Muchos de ellos padecían un inmerecido castigo histórico, dado que la prolongada vergüenza de Annual —que fue institucional, con todas las ramificaciones personales que en este libro se estudian al detalle— les privaba de un merecido reconocimiento nacional.

En el plano de la investigación, los problemas parecieron ser insolubles cuando se abordó, en 1990, una sistemática búsqueda de documentos. La desaparición o destrucción (fortuita o interesada) de textos sobre la tragedia marroquí en los archivos españoles obligaba a otro desastre en paralelo, como era el de privar a ese esfuerzo investigador de una prudente correspondencia entre el recuerdo personal y la contundencia de los informes oficiales. En este sentido, el autor tuvo gran fortuna al encontrar, en el Archivo Maura, las transcripciones completas de las conversaciones, por vía telegráfica, entre Berenguer y el Vizconde de Eza —ministro de la Guerra en el Gabinete Allendesalazar—, que Maura, al hacerse cargo del poder en agosto de 1921, puso especial empeño en que le fueran entregadas. Junto a aquéllas se conservaban las conversaciones entre Berenguer y La Cierva.

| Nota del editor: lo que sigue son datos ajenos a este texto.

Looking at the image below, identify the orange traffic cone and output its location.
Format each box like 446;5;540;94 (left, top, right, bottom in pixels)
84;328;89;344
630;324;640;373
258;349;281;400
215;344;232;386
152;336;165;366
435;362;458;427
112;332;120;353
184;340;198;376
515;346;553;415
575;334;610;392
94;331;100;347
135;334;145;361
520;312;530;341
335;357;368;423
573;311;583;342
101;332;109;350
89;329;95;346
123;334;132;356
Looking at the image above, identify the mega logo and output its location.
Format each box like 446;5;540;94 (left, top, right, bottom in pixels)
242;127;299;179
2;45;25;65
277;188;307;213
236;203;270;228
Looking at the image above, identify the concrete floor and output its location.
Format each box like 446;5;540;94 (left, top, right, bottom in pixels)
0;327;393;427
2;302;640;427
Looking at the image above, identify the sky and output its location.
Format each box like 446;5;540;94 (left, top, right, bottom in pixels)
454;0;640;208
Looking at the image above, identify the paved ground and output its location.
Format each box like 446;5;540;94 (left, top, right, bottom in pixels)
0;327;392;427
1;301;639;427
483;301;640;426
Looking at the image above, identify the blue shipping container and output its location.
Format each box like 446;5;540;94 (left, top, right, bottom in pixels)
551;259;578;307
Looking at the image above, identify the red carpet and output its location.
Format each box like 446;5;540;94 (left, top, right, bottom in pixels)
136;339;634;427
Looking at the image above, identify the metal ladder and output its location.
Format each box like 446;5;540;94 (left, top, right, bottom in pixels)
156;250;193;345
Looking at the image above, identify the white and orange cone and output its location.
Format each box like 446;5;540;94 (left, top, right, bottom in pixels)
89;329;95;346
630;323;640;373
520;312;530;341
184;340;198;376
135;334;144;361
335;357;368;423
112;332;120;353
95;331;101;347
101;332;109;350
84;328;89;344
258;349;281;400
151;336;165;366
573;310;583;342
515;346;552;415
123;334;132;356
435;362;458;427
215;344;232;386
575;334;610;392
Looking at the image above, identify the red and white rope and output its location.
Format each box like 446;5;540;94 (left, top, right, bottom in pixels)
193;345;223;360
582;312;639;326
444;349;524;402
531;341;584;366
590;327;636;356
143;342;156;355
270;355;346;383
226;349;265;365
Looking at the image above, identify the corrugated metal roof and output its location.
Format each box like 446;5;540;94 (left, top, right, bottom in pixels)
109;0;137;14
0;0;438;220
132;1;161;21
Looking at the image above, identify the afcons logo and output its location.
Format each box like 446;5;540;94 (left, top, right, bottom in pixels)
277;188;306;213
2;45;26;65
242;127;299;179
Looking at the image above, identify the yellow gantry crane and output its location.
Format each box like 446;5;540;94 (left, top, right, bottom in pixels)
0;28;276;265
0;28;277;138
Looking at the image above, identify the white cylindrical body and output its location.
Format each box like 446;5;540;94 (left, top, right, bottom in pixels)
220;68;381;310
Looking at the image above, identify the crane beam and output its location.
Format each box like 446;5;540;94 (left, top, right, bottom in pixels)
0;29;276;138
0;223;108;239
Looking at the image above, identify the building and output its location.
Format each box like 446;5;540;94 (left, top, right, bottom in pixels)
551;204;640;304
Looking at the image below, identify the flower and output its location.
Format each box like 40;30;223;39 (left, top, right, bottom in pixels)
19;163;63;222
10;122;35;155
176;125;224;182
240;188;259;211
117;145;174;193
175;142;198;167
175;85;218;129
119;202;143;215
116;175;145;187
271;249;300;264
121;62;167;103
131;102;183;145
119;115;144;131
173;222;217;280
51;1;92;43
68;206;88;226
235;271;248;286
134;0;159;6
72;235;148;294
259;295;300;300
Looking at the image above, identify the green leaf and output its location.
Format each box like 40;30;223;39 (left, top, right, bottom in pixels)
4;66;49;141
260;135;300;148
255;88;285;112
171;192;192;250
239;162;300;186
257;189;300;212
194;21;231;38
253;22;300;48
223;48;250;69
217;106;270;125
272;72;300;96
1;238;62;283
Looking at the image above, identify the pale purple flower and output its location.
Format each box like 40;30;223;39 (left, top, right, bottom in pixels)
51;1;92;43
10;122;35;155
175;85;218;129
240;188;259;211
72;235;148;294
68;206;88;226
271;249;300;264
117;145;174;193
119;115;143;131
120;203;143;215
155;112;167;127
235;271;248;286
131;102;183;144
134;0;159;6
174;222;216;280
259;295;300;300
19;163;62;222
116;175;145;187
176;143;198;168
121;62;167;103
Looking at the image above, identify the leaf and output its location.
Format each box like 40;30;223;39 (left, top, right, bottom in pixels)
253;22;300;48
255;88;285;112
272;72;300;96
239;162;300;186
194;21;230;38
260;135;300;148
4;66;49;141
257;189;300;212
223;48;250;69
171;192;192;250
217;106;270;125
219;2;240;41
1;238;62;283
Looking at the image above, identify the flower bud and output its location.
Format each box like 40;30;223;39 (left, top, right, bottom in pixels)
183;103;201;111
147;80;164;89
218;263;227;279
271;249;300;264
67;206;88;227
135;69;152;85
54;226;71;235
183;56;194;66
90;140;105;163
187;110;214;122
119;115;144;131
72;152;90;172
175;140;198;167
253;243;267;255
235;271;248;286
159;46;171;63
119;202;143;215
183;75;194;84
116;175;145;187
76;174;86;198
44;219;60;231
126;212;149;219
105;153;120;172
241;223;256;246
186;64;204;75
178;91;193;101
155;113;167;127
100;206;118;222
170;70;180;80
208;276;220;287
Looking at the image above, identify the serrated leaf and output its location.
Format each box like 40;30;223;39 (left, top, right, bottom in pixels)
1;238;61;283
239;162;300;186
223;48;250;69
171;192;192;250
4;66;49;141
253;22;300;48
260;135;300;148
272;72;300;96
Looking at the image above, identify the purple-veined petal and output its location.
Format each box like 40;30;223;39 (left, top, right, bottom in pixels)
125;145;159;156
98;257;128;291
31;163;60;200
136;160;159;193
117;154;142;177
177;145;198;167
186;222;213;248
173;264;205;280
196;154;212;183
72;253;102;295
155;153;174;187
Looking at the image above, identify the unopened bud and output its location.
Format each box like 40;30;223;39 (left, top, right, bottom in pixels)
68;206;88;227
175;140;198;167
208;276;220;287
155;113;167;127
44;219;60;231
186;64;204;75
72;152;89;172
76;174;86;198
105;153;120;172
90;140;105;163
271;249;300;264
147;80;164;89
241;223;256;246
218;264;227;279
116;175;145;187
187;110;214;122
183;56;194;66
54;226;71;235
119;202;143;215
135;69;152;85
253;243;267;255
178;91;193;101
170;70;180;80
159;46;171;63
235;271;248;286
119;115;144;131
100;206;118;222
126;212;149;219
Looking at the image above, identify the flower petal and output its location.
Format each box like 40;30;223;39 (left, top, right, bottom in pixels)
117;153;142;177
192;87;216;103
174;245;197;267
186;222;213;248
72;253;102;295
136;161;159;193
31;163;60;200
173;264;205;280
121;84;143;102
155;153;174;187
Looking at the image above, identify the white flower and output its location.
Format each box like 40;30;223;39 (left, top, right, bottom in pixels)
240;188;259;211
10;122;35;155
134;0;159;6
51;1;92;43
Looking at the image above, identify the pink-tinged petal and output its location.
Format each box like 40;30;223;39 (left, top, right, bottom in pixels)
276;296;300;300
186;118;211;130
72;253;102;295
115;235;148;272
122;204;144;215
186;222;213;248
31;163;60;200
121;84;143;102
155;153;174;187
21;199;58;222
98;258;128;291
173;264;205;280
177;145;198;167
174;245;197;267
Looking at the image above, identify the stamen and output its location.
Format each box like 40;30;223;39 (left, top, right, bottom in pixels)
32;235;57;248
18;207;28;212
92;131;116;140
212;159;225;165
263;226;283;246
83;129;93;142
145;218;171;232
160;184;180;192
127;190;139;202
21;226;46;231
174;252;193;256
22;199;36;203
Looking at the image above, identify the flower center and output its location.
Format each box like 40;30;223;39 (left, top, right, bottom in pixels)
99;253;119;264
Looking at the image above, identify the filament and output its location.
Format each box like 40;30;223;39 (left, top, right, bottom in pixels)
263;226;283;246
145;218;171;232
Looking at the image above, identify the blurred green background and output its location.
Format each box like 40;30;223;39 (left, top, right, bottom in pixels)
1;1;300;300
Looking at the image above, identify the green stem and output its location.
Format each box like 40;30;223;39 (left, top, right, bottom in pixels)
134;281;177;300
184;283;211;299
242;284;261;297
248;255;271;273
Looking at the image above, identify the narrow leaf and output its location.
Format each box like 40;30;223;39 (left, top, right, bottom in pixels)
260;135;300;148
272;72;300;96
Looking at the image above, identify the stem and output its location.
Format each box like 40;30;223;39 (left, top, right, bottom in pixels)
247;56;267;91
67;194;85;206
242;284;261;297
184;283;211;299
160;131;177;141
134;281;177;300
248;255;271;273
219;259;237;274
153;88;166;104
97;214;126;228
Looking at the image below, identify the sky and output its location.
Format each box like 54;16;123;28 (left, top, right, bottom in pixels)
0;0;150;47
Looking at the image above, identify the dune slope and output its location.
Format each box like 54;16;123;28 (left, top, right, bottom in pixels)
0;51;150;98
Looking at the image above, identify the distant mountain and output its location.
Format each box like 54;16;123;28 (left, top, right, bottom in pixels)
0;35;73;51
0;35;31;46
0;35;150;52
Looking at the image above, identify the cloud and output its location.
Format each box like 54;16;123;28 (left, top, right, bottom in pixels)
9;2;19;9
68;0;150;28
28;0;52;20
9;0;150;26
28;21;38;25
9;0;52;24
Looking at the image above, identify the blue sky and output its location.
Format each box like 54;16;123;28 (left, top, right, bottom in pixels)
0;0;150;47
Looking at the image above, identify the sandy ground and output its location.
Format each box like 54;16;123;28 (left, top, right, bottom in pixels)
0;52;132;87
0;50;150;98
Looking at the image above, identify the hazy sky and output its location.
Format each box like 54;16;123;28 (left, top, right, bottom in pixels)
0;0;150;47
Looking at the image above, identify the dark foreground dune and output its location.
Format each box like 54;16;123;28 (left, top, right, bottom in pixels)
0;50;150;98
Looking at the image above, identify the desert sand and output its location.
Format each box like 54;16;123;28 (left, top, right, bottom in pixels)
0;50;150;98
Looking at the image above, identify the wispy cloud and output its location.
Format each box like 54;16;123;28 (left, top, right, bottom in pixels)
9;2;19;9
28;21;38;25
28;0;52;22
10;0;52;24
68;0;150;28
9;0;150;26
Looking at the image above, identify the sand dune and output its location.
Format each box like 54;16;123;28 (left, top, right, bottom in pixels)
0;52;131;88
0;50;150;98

Todo este material, inédito, forma un vigoroso capital de revelaciones que se suma a otro de igual relevancia, también inédito hasta el momento: el archivo personal del general Picasso. Unido al estudio de las Actas del Congreso, y a esa parte subsistente del Expediente Picasso y ponencias fiscales colaterales a él, han permitido reconstruir la naturaleza de los hechos y facilitar su comprensión. A ello sumamos el fondo documental de la familia Manella y el notable archivo particular de Domínguez Llosa, el primero, desconocido hasta la fecha, y el segundo, muy poco divulgado.

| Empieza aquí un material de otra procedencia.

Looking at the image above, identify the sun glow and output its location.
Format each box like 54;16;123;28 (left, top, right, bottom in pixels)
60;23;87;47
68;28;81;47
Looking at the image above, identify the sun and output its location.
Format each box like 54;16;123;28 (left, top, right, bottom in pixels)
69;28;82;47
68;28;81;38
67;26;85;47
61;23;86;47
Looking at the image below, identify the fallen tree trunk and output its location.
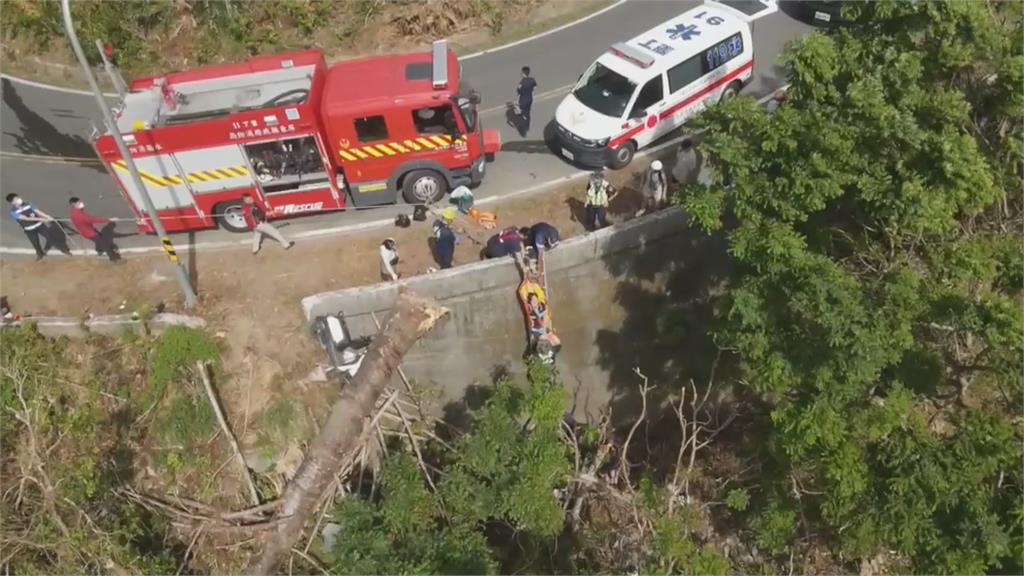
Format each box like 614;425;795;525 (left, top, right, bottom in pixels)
250;290;448;574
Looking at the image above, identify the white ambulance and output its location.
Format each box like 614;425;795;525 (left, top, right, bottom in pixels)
553;0;777;169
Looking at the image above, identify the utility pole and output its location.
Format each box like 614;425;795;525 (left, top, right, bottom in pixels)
61;0;197;308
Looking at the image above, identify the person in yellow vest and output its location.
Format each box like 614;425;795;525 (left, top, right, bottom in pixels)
584;170;617;230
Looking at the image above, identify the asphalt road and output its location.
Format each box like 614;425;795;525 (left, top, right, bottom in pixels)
0;0;811;251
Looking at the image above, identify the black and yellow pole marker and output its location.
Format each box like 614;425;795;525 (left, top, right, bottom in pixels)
161;237;179;263
62;0;198;307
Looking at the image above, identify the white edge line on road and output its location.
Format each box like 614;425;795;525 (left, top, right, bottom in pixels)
460;0;628;60
0;87;789;257
479;83;574;115
1;72;118;97
1;0;627;97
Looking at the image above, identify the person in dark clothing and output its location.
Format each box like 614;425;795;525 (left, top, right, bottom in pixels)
519;222;561;252
69;197;121;262
516;66;537;136
484;226;524;259
6;193;68;260
433;219;457;269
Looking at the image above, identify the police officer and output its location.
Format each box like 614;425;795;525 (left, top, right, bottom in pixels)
516;66;537;136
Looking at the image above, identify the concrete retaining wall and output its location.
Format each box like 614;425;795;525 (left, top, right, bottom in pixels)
302;207;687;326
301;208;694;411
3;313;206;339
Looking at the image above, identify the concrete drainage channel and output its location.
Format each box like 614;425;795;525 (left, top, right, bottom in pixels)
3;313;206;338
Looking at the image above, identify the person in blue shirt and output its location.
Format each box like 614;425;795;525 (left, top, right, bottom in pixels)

Con estos descubrimientos se comprende bien la orfandad que había en los análisis sobre Annual y sus consecuencias. El más sólido estudio sobre los Abd el-Krim y la guerra del Rif es el de Germain Ayache, pero su trama termina en Abarrán, quedándose en puertas de la tragedia. El excelente trabajo de Woolman sobre la crisis entre España y el Rif, tampoco persevera en el conocimiento de lo ocurrido en Annual, falto de cauces donde investiga; y a su vez limitado por la magnitud de sus objetivos.

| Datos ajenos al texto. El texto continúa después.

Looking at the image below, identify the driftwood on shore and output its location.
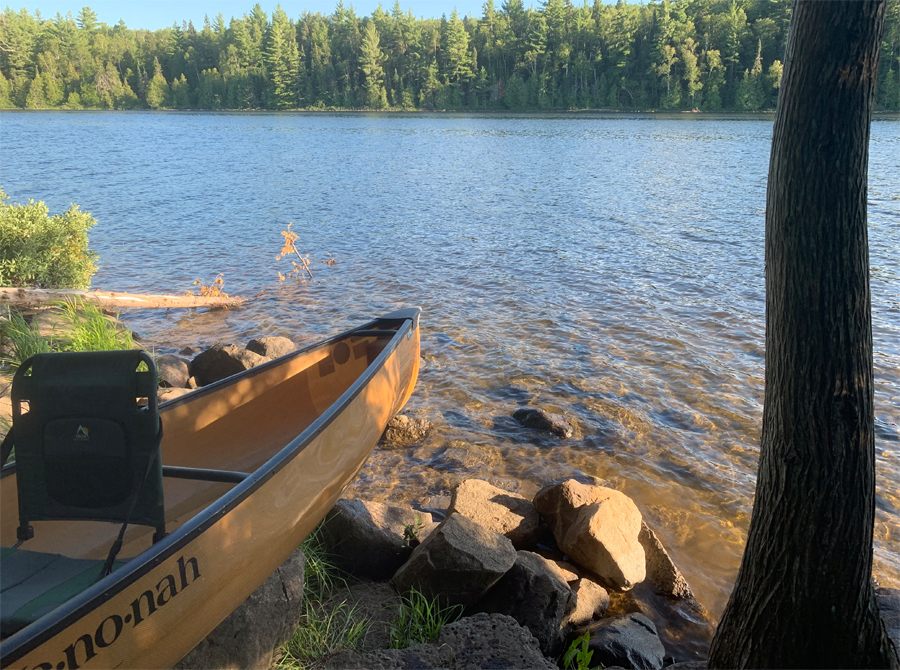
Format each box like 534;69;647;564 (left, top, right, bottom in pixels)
0;287;247;310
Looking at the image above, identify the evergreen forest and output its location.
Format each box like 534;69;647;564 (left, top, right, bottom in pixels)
1;0;898;112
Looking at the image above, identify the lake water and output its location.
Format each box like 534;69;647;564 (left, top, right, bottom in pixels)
2;110;898;639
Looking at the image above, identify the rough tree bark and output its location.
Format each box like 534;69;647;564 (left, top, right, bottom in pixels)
708;1;898;668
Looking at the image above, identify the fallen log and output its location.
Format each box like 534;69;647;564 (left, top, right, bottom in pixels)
0;287;247;310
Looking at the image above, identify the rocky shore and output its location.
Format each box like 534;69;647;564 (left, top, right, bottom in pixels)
3;323;898;669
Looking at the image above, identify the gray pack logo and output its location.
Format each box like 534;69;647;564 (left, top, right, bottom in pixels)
75;425;90;441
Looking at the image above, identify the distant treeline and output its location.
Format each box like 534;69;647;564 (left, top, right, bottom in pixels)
1;0;898;112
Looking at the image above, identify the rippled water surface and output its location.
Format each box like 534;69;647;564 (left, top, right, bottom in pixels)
2;111;898;625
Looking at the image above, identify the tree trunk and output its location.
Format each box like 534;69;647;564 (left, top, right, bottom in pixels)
0;288;247;310
708;1;897;668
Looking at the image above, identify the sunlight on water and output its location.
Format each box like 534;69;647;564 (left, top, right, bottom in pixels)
2;111;898;627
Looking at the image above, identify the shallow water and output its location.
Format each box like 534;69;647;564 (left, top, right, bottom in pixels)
2;111;898;631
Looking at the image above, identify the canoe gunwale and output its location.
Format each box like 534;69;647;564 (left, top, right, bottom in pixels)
0;311;418;666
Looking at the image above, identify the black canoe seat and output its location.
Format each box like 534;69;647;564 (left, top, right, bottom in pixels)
0;547;126;637
3;351;166;543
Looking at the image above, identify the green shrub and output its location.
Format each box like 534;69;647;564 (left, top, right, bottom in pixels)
0;187;98;288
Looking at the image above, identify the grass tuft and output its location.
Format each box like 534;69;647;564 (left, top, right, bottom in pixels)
276;522;369;670
0;310;52;370
57;299;133;352
277;600;369;669
388;587;463;650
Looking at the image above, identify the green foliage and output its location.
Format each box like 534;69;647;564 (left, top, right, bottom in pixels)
402;515;425;546
56;300;134;353
300;522;346;602
0;301;133;371
0;188;98;289
0;0;894;112
277;600;369;669
563;633;596;670
0;310;52;370
388;587;462;649
276;523;368;669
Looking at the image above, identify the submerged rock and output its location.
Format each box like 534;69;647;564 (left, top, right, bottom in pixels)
639;521;693;599
174;547;305;670
877;587;900;653
246;336;296;359
190;343;268;386
513;406;574;438
381;414;433;447
447;478;542;549
534;480;645;590
391;514;516;607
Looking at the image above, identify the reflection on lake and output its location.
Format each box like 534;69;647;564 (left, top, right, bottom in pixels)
2;111;898;632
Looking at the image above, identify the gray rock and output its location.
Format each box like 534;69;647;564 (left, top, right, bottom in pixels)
475;550;576;655
513;407;574;438
583;613;666;670
247;335;296;359
381;414;433;447
639;522;693;599
190;343;268;386
534;480;646;590
178;346;202;357
321;499;433;580
174;547;305;670
564;577;610;629
447;478;543;549
157;354;190;388
391;514;517;607
877;587;900;654
158;387;191;404
328;613;556;670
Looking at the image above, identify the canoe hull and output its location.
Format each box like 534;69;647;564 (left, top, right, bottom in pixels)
0;312;420;670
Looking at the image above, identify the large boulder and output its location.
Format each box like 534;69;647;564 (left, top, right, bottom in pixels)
328;613;556;670
320;499;433;580
534;480;646;590
391;514;516;607
246;336;296;359
380;414;433;447
639;522;693;599
190;344;268;386
447;479;543;549
476;550;576;655
582;613;666;670
174;547;305;670
513;407;574;438
157;354;190;388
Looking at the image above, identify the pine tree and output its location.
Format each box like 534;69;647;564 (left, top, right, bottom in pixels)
170;74;191;108
24;71;45;108
146;57;170;109
265;7;300;109
360;20;387;108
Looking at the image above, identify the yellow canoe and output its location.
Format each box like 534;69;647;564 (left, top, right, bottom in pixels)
0;308;421;669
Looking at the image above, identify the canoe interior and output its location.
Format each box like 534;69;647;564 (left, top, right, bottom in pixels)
0;327;396;562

La investigación realizada ahora desvela los avatares que sufrió el Expediente Picasso, al que se añade otra pieza decisiva en la búsqueda de responsabilidades, el Suplicatorio Berenguer, que hasta ahora no había atraído la atención de los historiadores. A la par, se ha intentado conseguir una mejor definición de algunos perfiles biográficos —los de Berenguer, Picasso y Silvestre en lo militar, y los de Cambó y Maura en lo civil—, abriendo nuevas vías de estudio. Entre éstas, las relaciones entre los hermanos Abd el-Krim y los jefes españoles (Aizpuru, Jordana, Morales); las responsabilidades de una política de saqueo colonial en el Rif que derivará en el holocausto de Arruit; la política de la Francia de Lyautey ante el desastre español; las relaciones entre la España alfonsina y la Alemania de Weimar para poner en pie la fabricación de gases de guerra (fosgeno e iperita) en Melilla; la dureza de esa guerra química aérea (extendida de 1923 a 1926); los conflictos entre los partidos alternantes en el poder (liberales y conservadores) ante la guerra de Marruecos y la historia del Parlamento y de sus hombres, todavía por hacer; y la separación entre sí de los mandos del Ejército de África, y, con posterioridad, de éste con el metropolitano a partir de 1927.